MHRP
VOICE is the Mental Health Recovery Project's guest blog,
written by those who've been there...and are still here.


Monday, January 12, 2009

Expectations...

(Submitted 1/1/09 by Jen O.)

There are so many things that undermine us as we work through our recovery: meds, relapses, prejudice, finances, but for me the greatest thing working against me is everything that falls under the umbrella-ella-ella of expectations.

it can be mine, my family and friends, people outside of my "inner circle", doctors, whatever..it's these might have beens, should be, or could be's, that really drag me down. in my own mind i have an image of myself, thirty pounds lighter, a (more) successful writer, living alone in a far off city, bustling with energy and love, and passionately loved in return.

this foggy image stays with me when (if) i get out of bed and make it to the bathroom in the morning and find my true self in the mirror. heavier, paler, poorer, lonlier, and generally broken. it is with those thoughts that i shamble downstairs for my tea, the weather channel, and the first of my morning meds if i can even make it downstairs at all. you see for a split second, when i open my eyes, before the bipolar punches me in the face, i am the person i expected i would be.

an expectation echoed by this is that of others, outsiders who don't know my story or my struggle. they see me living in my same hometown, disabled at thirty-three, seemingly fine on the outside a little worn maybe but that's it. just another loser taking advantage of the system. i am an intellegent woman. i speak eloquently and am a published writer. why can't i function on my own? with such gifts the general expectaion is to be a productive member of society. so what is the scam, grift, game that is being played that keeps me in daytreatment and out of the workforce?

this unvoiced (well sometimes it's voiced) accusation of expectation is so difficulat becasue it reflects the shame and doubt that burns within me. and there is nothing you can do to make it go away. just another thing to make partial peace with i guess unless i get brave enough to wear a t-shirt that says "i have a mental illness, back off!"

but there is another kind of expectation that tampers with my recovery. in the past tew years i have made vast strides forward in managing my illness. there are no more three month cycles of hospital stays and radical med adjustments accompanied with radical medical treatments. i'm much more in control nowadays.

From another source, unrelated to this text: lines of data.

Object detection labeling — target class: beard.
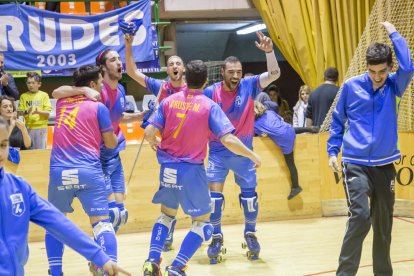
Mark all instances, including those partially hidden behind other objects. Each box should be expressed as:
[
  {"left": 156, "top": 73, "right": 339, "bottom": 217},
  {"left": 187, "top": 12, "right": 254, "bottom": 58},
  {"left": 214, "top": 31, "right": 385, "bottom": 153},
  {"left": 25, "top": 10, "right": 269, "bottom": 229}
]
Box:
[{"left": 224, "top": 79, "right": 240, "bottom": 91}]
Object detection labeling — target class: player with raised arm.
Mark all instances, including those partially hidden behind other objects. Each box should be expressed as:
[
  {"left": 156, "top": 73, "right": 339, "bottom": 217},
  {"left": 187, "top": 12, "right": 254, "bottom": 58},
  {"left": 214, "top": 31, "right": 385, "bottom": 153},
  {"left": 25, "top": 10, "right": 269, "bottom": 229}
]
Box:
[
  {"left": 124, "top": 31, "right": 187, "bottom": 103},
  {"left": 45, "top": 66, "right": 118, "bottom": 276},
  {"left": 327, "top": 22, "right": 414, "bottom": 276},
  {"left": 204, "top": 32, "right": 280, "bottom": 263},
  {"left": 52, "top": 49, "right": 144, "bottom": 232},
  {"left": 144, "top": 60, "right": 261, "bottom": 276},
  {"left": 0, "top": 117, "right": 130, "bottom": 276},
  {"left": 120, "top": 22, "right": 187, "bottom": 251}
]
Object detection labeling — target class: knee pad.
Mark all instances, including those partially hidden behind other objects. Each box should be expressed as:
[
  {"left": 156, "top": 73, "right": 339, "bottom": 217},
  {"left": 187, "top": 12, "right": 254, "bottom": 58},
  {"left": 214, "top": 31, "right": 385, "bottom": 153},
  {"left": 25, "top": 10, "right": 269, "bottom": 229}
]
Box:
[
  {"left": 239, "top": 192, "right": 258, "bottom": 213},
  {"left": 109, "top": 207, "right": 121, "bottom": 227},
  {"left": 109, "top": 207, "right": 128, "bottom": 228},
  {"left": 92, "top": 221, "right": 115, "bottom": 239},
  {"left": 191, "top": 221, "right": 213, "bottom": 241},
  {"left": 157, "top": 212, "right": 176, "bottom": 232},
  {"left": 211, "top": 192, "right": 225, "bottom": 214}
]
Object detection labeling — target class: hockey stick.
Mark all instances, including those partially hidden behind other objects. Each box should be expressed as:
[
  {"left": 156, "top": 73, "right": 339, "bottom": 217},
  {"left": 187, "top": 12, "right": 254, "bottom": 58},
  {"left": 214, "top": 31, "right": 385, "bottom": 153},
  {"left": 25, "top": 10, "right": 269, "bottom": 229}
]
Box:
[{"left": 125, "top": 137, "right": 145, "bottom": 190}]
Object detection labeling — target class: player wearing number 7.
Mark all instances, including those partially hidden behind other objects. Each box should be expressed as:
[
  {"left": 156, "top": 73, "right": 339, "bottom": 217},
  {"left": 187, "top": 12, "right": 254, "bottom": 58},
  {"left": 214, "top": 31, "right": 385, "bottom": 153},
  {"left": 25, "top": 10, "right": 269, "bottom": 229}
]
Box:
[
  {"left": 144, "top": 60, "right": 261, "bottom": 275},
  {"left": 45, "top": 66, "right": 118, "bottom": 275}
]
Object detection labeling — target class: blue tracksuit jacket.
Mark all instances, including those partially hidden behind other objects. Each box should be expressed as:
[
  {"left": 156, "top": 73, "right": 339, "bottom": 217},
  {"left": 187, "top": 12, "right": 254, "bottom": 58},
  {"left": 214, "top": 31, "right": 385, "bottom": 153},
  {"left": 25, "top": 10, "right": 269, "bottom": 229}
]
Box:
[{"left": 327, "top": 32, "right": 414, "bottom": 166}]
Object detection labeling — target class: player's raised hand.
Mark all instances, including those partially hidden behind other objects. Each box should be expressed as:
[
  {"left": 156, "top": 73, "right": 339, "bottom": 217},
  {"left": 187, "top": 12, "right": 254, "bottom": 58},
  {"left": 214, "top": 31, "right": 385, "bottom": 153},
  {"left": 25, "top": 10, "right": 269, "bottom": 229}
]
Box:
[
  {"left": 255, "top": 31, "right": 273, "bottom": 53},
  {"left": 328, "top": 156, "right": 341, "bottom": 172},
  {"left": 381, "top": 21, "right": 397, "bottom": 34}
]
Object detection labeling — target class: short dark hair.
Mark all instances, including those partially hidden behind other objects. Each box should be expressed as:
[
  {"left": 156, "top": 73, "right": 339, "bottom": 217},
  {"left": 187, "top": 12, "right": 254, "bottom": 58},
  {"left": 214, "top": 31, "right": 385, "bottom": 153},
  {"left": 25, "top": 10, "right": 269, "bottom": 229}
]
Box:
[
  {"left": 0, "top": 95, "right": 16, "bottom": 111},
  {"left": 73, "top": 65, "right": 101, "bottom": 87},
  {"left": 266, "top": 84, "right": 280, "bottom": 94},
  {"left": 95, "top": 49, "right": 116, "bottom": 76},
  {"left": 323, "top": 67, "right": 339, "bottom": 82},
  {"left": 0, "top": 116, "right": 10, "bottom": 131},
  {"left": 222, "top": 56, "right": 241, "bottom": 69},
  {"left": 26, "top": 72, "right": 42, "bottom": 82},
  {"left": 185, "top": 60, "right": 207, "bottom": 89},
  {"left": 365, "top": 42, "right": 392, "bottom": 66}
]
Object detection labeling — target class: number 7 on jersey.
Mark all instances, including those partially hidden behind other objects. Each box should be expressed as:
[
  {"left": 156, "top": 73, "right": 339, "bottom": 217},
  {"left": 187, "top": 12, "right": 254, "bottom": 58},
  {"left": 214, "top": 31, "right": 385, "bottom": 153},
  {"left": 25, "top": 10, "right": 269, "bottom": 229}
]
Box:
[{"left": 173, "top": 113, "right": 187, "bottom": 139}]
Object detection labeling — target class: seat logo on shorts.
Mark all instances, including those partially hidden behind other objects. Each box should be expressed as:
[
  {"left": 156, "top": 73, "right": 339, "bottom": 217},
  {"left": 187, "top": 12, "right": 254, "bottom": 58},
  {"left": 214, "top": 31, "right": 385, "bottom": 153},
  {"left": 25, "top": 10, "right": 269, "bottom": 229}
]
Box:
[
  {"left": 62, "top": 170, "right": 79, "bottom": 185},
  {"left": 57, "top": 169, "right": 86, "bottom": 191},
  {"left": 161, "top": 168, "right": 183, "bottom": 190},
  {"left": 163, "top": 168, "right": 177, "bottom": 184},
  {"left": 10, "top": 193, "right": 26, "bottom": 217}
]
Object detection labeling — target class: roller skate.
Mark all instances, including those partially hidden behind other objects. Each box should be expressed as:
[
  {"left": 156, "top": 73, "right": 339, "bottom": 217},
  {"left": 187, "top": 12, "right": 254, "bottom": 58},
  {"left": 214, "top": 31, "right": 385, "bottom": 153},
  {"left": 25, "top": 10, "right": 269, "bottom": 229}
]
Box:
[
  {"left": 47, "top": 269, "right": 63, "bottom": 276},
  {"left": 207, "top": 234, "right": 227, "bottom": 264},
  {"left": 163, "top": 265, "right": 187, "bottom": 276},
  {"left": 88, "top": 262, "right": 106, "bottom": 276},
  {"left": 242, "top": 232, "right": 260, "bottom": 261},
  {"left": 162, "top": 232, "right": 174, "bottom": 252},
  {"left": 142, "top": 259, "right": 162, "bottom": 276}
]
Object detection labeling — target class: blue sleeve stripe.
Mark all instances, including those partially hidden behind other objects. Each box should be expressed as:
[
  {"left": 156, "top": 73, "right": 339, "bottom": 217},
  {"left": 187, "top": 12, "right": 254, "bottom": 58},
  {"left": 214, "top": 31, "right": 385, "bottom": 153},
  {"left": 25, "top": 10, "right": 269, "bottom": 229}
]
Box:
[
  {"left": 148, "top": 119, "right": 163, "bottom": 130},
  {"left": 101, "top": 126, "right": 114, "bottom": 133}
]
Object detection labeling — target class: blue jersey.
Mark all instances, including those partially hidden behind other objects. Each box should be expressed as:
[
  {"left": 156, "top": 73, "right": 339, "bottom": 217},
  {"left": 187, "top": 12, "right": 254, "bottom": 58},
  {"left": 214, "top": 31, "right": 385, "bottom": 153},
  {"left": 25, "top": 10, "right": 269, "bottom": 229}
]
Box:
[
  {"left": 149, "top": 89, "right": 234, "bottom": 164},
  {"left": 204, "top": 75, "right": 261, "bottom": 156},
  {"left": 0, "top": 169, "right": 110, "bottom": 276},
  {"left": 145, "top": 76, "right": 187, "bottom": 103},
  {"left": 101, "top": 82, "right": 126, "bottom": 161}
]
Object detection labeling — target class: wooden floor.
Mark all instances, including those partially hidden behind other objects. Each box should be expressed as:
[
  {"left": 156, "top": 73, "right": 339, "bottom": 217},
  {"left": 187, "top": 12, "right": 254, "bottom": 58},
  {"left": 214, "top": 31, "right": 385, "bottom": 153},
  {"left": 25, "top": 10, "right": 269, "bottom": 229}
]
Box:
[{"left": 25, "top": 217, "right": 414, "bottom": 276}]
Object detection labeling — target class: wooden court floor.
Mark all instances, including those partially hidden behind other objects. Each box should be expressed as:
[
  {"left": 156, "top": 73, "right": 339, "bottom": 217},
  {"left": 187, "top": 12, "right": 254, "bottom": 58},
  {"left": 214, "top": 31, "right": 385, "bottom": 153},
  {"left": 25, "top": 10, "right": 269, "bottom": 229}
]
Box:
[{"left": 25, "top": 217, "right": 414, "bottom": 276}]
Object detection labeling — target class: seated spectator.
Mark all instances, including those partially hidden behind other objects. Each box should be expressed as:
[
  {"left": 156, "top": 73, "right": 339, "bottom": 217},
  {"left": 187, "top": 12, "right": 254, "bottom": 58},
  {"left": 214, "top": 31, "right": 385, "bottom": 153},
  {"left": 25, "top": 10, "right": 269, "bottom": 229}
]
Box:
[
  {"left": 17, "top": 72, "right": 51, "bottom": 149},
  {"left": 267, "top": 84, "right": 293, "bottom": 124},
  {"left": 0, "top": 96, "right": 32, "bottom": 150},
  {"left": 0, "top": 52, "right": 20, "bottom": 100},
  {"left": 254, "top": 101, "right": 302, "bottom": 200},
  {"left": 306, "top": 67, "right": 339, "bottom": 128},
  {"left": 293, "top": 85, "right": 311, "bottom": 127}
]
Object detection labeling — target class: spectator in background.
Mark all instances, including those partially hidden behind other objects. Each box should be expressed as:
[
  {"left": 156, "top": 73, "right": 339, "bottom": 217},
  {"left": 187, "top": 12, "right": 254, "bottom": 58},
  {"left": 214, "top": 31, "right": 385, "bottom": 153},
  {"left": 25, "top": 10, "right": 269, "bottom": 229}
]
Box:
[
  {"left": 306, "top": 67, "right": 339, "bottom": 128},
  {"left": 254, "top": 101, "right": 302, "bottom": 200},
  {"left": 251, "top": 73, "right": 279, "bottom": 113},
  {"left": 293, "top": 85, "right": 311, "bottom": 127},
  {"left": 17, "top": 72, "right": 51, "bottom": 149},
  {"left": 0, "top": 52, "right": 20, "bottom": 99},
  {"left": 267, "top": 84, "right": 293, "bottom": 124},
  {"left": 0, "top": 96, "right": 32, "bottom": 150}
]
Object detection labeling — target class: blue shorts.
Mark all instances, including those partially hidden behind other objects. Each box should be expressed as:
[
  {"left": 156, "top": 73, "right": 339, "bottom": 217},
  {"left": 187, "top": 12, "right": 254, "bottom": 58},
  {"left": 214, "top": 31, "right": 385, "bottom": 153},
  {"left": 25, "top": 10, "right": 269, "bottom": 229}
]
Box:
[
  {"left": 48, "top": 167, "right": 109, "bottom": 216},
  {"left": 152, "top": 163, "right": 211, "bottom": 217},
  {"left": 101, "top": 153, "right": 125, "bottom": 195},
  {"left": 207, "top": 153, "right": 257, "bottom": 188}
]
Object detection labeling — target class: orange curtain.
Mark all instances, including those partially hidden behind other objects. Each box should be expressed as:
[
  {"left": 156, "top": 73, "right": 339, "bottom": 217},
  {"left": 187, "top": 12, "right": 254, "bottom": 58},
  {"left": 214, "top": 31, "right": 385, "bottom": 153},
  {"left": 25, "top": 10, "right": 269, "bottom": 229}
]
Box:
[{"left": 253, "top": 0, "right": 375, "bottom": 88}]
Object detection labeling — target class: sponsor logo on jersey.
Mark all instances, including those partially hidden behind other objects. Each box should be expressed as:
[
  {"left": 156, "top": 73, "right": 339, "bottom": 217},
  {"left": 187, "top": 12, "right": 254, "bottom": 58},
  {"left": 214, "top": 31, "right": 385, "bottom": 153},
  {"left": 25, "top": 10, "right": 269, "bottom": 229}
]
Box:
[{"left": 10, "top": 193, "right": 26, "bottom": 217}]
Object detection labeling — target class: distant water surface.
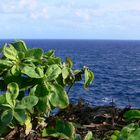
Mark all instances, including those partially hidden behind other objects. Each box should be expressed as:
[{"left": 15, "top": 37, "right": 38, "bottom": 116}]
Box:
[{"left": 0, "top": 40, "right": 140, "bottom": 108}]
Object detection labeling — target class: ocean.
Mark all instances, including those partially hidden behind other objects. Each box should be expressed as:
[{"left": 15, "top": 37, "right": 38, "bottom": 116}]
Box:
[{"left": 0, "top": 39, "right": 140, "bottom": 108}]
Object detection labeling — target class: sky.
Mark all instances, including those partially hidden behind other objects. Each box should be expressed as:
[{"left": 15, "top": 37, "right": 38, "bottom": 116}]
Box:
[{"left": 0, "top": 0, "right": 140, "bottom": 40}]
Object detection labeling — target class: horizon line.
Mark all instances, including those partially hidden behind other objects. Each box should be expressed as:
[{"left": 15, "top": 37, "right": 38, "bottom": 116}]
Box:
[{"left": 0, "top": 38, "right": 140, "bottom": 41}]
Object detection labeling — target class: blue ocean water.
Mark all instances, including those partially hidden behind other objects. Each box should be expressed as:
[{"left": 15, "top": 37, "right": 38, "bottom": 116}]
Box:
[{"left": 0, "top": 40, "right": 140, "bottom": 108}]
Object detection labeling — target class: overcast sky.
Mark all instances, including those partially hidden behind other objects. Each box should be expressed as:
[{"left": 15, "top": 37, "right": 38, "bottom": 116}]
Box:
[{"left": 0, "top": 0, "right": 140, "bottom": 40}]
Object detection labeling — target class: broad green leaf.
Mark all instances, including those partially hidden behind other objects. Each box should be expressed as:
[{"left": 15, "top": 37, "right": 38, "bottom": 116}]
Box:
[
  {"left": 21, "top": 66, "right": 44, "bottom": 78},
  {"left": 5, "top": 92, "right": 15, "bottom": 108},
  {"left": 45, "top": 57, "right": 61, "bottom": 65},
  {"left": 84, "top": 68, "right": 94, "bottom": 88},
  {"left": 21, "top": 95, "right": 38, "bottom": 112},
  {"left": 11, "top": 65, "right": 20, "bottom": 76},
  {"left": 50, "top": 84, "right": 69, "bottom": 109},
  {"left": 73, "top": 134, "right": 82, "bottom": 140},
  {"left": 124, "top": 110, "right": 140, "bottom": 121},
  {"left": 10, "top": 40, "right": 28, "bottom": 52},
  {"left": 66, "top": 57, "right": 73, "bottom": 68},
  {"left": 0, "top": 59, "right": 13, "bottom": 69},
  {"left": 111, "top": 135, "right": 118, "bottom": 140},
  {"left": 36, "top": 96, "right": 51, "bottom": 113},
  {"left": 127, "top": 128, "right": 140, "bottom": 140},
  {"left": 14, "top": 109, "right": 27, "bottom": 125},
  {"left": 62, "top": 66, "right": 69, "bottom": 79},
  {"left": 3, "top": 44, "right": 18, "bottom": 60},
  {"left": 25, "top": 116, "right": 32, "bottom": 135},
  {"left": 18, "top": 52, "right": 25, "bottom": 60},
  {"left": 84, "top": 131, "right": 93, "bottom": 140},
  {"left": 121, "top": 123, "right": 139, "bottom": 138},
  {"left": 7, "top": 82, "right": 19, "bottom": 100},
  {"left": 34, "top": 84, "right": 49, "bottom": 97},
  {"left": 46, "top": 64, "right": 62, "bottom": 81},
  {"left": 0, "top": 94, "right": 6, "bottom": 106},
  {"left": 25, "top": 48, "right": 43, "bottom": 60},
  {"left": 1, "top": 109, "right": 13, "bottom": 125},
  {"left": 44, "top": 50, "right": 55, "bottom": 58}
]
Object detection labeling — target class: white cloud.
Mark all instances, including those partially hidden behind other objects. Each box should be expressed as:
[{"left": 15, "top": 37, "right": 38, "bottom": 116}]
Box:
[{"left": 0, "top": 0, "right": 49, "bottom": 19}]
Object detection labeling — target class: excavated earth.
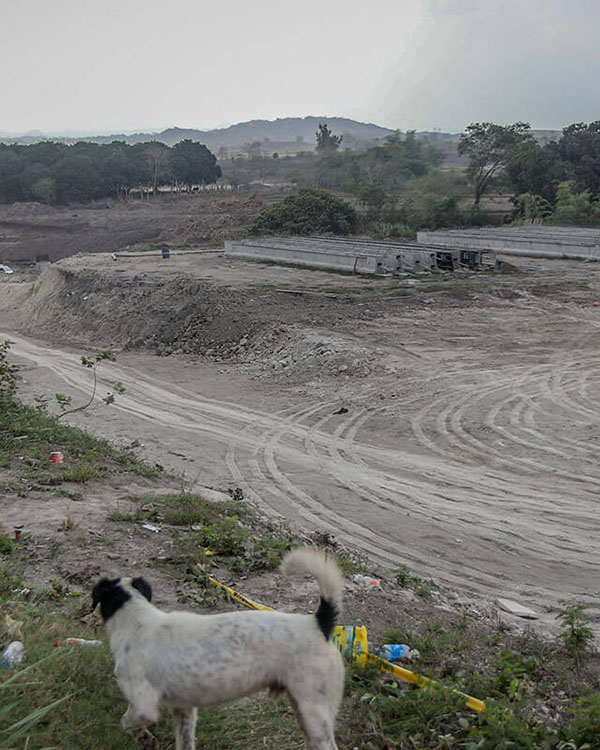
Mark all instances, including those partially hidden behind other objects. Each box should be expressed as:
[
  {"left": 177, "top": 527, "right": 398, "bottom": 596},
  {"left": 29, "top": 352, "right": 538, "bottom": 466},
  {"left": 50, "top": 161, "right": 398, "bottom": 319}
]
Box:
[{"left": 0, "top": 251, "right": 600, "bottom": 640}]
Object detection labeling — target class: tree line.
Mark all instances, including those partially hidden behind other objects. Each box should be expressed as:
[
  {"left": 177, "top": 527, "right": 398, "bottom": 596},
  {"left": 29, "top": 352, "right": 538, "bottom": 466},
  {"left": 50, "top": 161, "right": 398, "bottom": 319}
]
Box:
[
  {"left": 458, "top": 121, "right": 600, "bottom": 224},
  {"left": 0, "top": 140, "right": 221, "bottom": 205}
]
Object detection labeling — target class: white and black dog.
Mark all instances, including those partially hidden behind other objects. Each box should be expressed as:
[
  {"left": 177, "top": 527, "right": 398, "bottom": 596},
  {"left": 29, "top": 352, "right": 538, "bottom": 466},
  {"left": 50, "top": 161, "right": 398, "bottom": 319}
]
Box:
[{"left": 92, "top": 548, "right": 344, "bottom": 750}]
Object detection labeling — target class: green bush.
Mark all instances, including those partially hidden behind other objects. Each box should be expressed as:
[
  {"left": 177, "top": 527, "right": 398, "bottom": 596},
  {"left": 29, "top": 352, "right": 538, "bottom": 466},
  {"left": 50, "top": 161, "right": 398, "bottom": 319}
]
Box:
[
  {"left": 249, "top": 188, "right": 358, "bottom": 235},
  {"left": 567, "top": 693, "right": 600, "bottom": 750}
]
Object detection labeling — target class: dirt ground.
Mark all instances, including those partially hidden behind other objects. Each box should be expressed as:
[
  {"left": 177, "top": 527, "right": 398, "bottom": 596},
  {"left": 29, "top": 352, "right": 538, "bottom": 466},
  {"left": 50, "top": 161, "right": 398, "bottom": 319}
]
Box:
[
  {"left": 0, "top": 192, "right": 272, "bottom": 263},
  {"left": 0, "top": 239, "right": 600, "bottom": 640}
]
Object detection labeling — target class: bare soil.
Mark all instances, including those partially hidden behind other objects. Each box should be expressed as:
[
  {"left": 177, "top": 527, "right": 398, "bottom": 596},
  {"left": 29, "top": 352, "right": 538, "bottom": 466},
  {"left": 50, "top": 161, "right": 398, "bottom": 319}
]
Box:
[{"left": 0, "top": 223, "right": 600, "bottom": 640}]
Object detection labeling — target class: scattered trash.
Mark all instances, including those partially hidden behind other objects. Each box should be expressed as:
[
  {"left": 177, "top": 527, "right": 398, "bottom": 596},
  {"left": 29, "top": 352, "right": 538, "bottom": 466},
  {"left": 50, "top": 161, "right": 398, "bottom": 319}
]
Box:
[
  {"left": 352, "top": 574, "right": 381, "bottom": 589},
  {"left": 496, "top": 599, "right": 539, "bottom": 620},
  {"left": 54, "top": 638, "right": 102, "bottom": 646},
  {"left": 375, "top": 643, "right": 421, "bottom": 664},
  {"left": 4, "top": 615, "right": 23, "bottom": 640},
  {"left": 333, "top": 625, "right": 369, "bottom": 665},
  {"left": 0, "top": 641, "right": 25, "bottom": 669}
]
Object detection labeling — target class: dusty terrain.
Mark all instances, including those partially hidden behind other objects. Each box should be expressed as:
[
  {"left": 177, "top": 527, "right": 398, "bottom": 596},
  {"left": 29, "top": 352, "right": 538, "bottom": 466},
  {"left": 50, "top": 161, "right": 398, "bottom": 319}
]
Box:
[
  {"left": 0, "top": 192, "right": 271, "bottom": 263},
  {"left": 0, "top": 244, "right": 600, "bottom": 636}
]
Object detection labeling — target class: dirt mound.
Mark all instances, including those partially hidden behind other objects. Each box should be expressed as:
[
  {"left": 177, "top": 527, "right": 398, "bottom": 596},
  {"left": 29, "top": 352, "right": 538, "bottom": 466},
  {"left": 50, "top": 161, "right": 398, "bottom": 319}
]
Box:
[{"left": 15, "top": 264, "right": 384, "bottom": 380}]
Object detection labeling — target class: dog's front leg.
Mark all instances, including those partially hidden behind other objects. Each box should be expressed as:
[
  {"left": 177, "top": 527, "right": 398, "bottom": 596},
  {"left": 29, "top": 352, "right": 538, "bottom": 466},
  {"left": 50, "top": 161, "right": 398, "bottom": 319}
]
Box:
[
  {"left": 121, "top": 703, "right": 158, "bottom": 732},
  {"left": 173, "top": 708, "right": 198, "bottom": 750},
  {"left": 130, "top": 727, "right": 159, "bottom": 750}
]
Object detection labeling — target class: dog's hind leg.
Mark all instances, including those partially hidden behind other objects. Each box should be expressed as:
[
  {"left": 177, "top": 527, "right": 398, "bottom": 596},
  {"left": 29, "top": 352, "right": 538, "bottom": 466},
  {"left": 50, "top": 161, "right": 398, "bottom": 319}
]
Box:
[
  {"left": 121, "top": 689, "right": 158, "bottom": 732},
  {"left": 173, "top": 708, "right": 198, "bottom": 750},
  {"left": 289, "top": 693, "right": 338, "bottom": 750}
]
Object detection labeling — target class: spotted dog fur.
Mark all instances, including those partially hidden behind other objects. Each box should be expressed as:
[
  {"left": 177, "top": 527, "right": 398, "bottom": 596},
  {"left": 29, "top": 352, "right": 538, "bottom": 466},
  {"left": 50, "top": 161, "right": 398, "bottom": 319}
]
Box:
[{"left": 92, "top": 548, "right": 344, "bottom": 750}]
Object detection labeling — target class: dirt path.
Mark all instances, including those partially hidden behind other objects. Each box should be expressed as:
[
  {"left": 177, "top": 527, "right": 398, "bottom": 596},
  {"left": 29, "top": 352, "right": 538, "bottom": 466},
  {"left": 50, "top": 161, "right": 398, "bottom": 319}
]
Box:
[{"left": 7, "top": 276, "right": 600, "bottom": 636}]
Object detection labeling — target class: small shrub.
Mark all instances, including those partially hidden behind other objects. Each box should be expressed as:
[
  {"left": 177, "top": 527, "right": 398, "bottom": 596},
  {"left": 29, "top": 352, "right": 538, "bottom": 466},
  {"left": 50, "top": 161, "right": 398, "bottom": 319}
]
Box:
[
  {"left": 249, "top": 188, "right": 358, "bottom": 235},
  {"left": 556, "top": 599, "right": 594, "bottom": 666},
  {"left": 0, "top": 531, "right": 15, "bottom": 555},
  {"left": 0, "top": 341, "right": 19, "bottom": 403},
  {"left": 567, "top": 693, "right": 600, "bottom": 750},
  {"left": 492, "top": 649, "right": 537, "bottom": 701}
]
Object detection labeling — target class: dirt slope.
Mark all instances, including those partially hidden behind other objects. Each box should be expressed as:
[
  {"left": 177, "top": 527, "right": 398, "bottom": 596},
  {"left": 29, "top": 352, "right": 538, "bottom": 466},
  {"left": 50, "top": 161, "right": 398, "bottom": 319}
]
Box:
[{"left": 0, "top": 254, "right": 600, "bottom": 636}]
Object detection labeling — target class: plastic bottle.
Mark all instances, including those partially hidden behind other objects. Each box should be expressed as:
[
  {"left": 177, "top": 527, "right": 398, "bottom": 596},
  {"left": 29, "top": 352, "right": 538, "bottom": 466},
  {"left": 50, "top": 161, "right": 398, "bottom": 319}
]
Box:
[
  {"left": 375, "top": 643, "right": 421, "bottom": 662},
  {"left": 352, "top": 574, "right": 381, "bottom": 589},
  {"left": 0, "top": 641, "right": 25, "bottom": 669},
  {"left": 63, "top": 638, "right": 102, "bottom": 646}
]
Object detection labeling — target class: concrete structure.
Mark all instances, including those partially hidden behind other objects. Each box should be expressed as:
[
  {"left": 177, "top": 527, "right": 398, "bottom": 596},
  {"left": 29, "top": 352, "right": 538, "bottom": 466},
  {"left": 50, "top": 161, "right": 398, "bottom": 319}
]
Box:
[
  {"left": 417, "top": 225, "right": 600, "bottom": 260},
  {"left": 225, "top": 237, "right": 481, "bottom": 275}
]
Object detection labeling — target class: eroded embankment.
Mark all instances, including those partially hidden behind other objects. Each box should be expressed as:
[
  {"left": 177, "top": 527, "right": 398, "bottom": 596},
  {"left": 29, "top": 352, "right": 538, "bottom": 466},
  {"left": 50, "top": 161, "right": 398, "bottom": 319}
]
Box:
[{"left": 0, "top": 264, "right": 384, "bottom": 372}]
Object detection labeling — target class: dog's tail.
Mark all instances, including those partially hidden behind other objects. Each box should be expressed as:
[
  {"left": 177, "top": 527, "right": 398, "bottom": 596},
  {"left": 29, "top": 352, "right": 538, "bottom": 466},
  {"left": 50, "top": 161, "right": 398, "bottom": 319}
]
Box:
[{"left": 281, "top": 547, "right": 344, "bottom": 640}]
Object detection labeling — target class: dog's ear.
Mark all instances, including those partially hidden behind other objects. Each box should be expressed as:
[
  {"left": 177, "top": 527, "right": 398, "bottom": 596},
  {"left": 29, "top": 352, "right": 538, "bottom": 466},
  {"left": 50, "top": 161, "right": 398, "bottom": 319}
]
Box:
[
  {"left": 131, "top": 578, "right": 152, "bottom": 602},
  {"left": 92, "top": 578, "right": 121, "bottom": 611}
]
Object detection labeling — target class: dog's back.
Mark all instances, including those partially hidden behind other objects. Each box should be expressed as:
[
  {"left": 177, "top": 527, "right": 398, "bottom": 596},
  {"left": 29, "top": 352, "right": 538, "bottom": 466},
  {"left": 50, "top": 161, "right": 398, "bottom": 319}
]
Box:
[{"left": 94, "top": 548, "right": 344, "bottom": 750}]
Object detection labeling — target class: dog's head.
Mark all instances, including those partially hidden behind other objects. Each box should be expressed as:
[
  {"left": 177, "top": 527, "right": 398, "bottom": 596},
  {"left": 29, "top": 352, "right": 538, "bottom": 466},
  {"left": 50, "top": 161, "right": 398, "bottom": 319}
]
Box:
[{"left": 92, "top": 578, "right": 152, "bottom": 622}]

but i have family members who constantly relate to me the sad, sorry, state i was in previously. they tell stories of how they never EXPECTED me to live past a thanksgiving where my head dipped from over medication or how they never EXPECTED me to get over the death of a loved one without hospitalization. what's worse, i get "helpful" advice from these naysayers who say how difficult it is to see me having symptoms while they EXPECT it to be much worse in the coming weeks.

these kind of expectations can only be handled with a grim smile and a shake of the head. i'm not one for confrontations and to keep my recovery in process sometimes it's just easier to filter out the bad and simply dismiss it.so at this time of year when everyone is making resolutions, let's all of us in the recovery process make one together...

"i will not let the unhealthy expectations of society, my family, and my mind, poison my everlasting progress."

that should be an easy one to keep...yeah right, maybe i should go back to my resolution of flossing once a day.